Date: 2014-04-21
Type of information: Exercise of an option agreement
Compound: fully-recombinant Factor VIII products
Company: BiogenIdec (USA - MA) Amunix (USA - CA)
Therapeutic area: Hematologic diseases - Genetic diseases - Rare diseases
Type agreement: licensing
Action mechanism:
Disease: hemophilia
Details: * On April 21, 2014, Amunix Operating announced that Biogen Idec has exercised its option to enter into an exclusive, worldwide license agreement to research and develop novel, fully-recombinant Factor VIII products with improved therapeutic properties. In March 2011, Amunix and Biogen Idec initiated a Research and Option Agreement under which both companies would collaborate to combine Amunix’s expertise in protein half-life extension and its proprietary XTEN technology with Biogen Idec’s expertise in both hemophilia and engineering long-lasting coagulation factors. Under the license agreement announced today, Biogen Idec triggered its option for XTENylated Factor VIII products. Biogen Idec will be responsible for developing, manufacturing and commercializing therapeutic product candidates resulting from the collaboration.
Financial terms: Under the terms of the option agreement, Amunix will receive an upfront $1 million payment and will also be eligible to receive up to $38 million in clinical and commercial milestone payments. In addition, royalties will be paid on commercial sales by Biogen Idec for Factor VIII products incorporating Amunix proprietary XTEN technology.
Latest news: * On June 13, 2014, Swedish Orphan Biovitrum received a data package from Biogen Idec regarding a preclinical Hemophilia A program based on Amunix\'s proprietary XTEN technology. Amunix and Biogen Idec signed a worldwide license agreement in April 2014. Under the terms of Sobi and Biogen Idec\'s agreement, Sobi has the right to elect to obtain an option to add potential additional Factor VIII:Fc Constructs to the collaboration. Sobi has 120 days to review the preclinincal data, and to determine whether to elect to obtain such option under the collaboration. If Sobi elects to acquire its option, the company will be required to make a payment to Biogen Idec.

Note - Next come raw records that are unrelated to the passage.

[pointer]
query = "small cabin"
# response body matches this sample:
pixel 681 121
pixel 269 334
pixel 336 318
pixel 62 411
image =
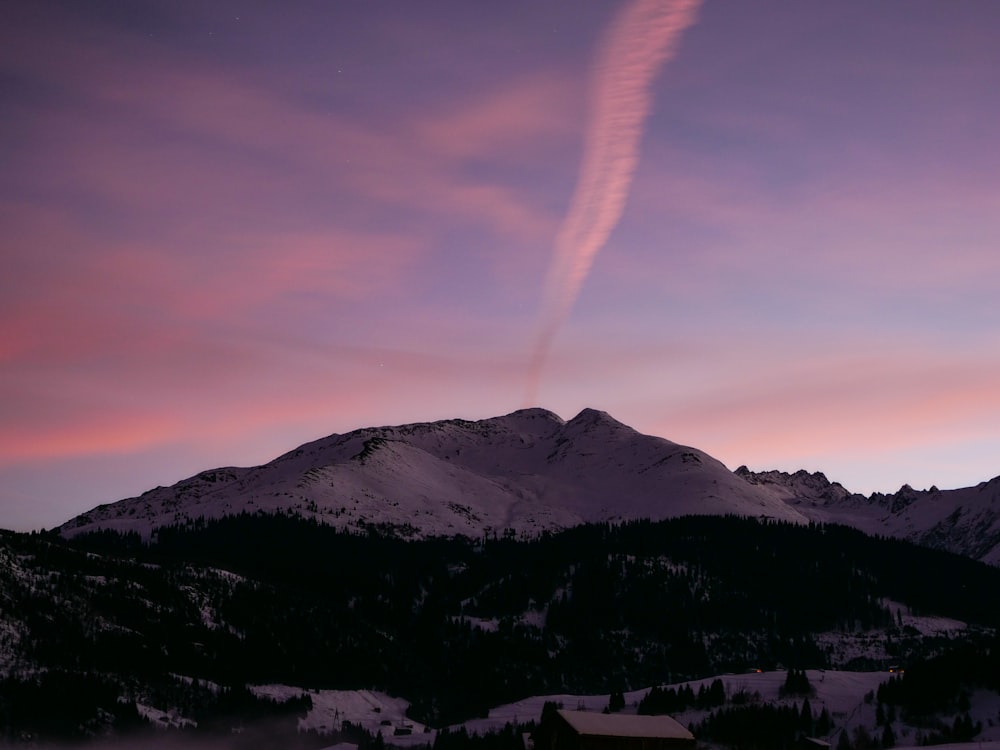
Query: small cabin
pixel 586 730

Biogen Idec and Sobi are collaborators in the development and commercialisation of Eloctate and Alprolix for haemophilia A and B. Biogen Idec leads development, has manufacturing rights, and has commercialisation rights in North America and all other regions in the world excluding the Sobi territory. Sobi has the right to opt in to assume final development and commercialisation in Europe, including Russia, the Middle East and Northern Africa.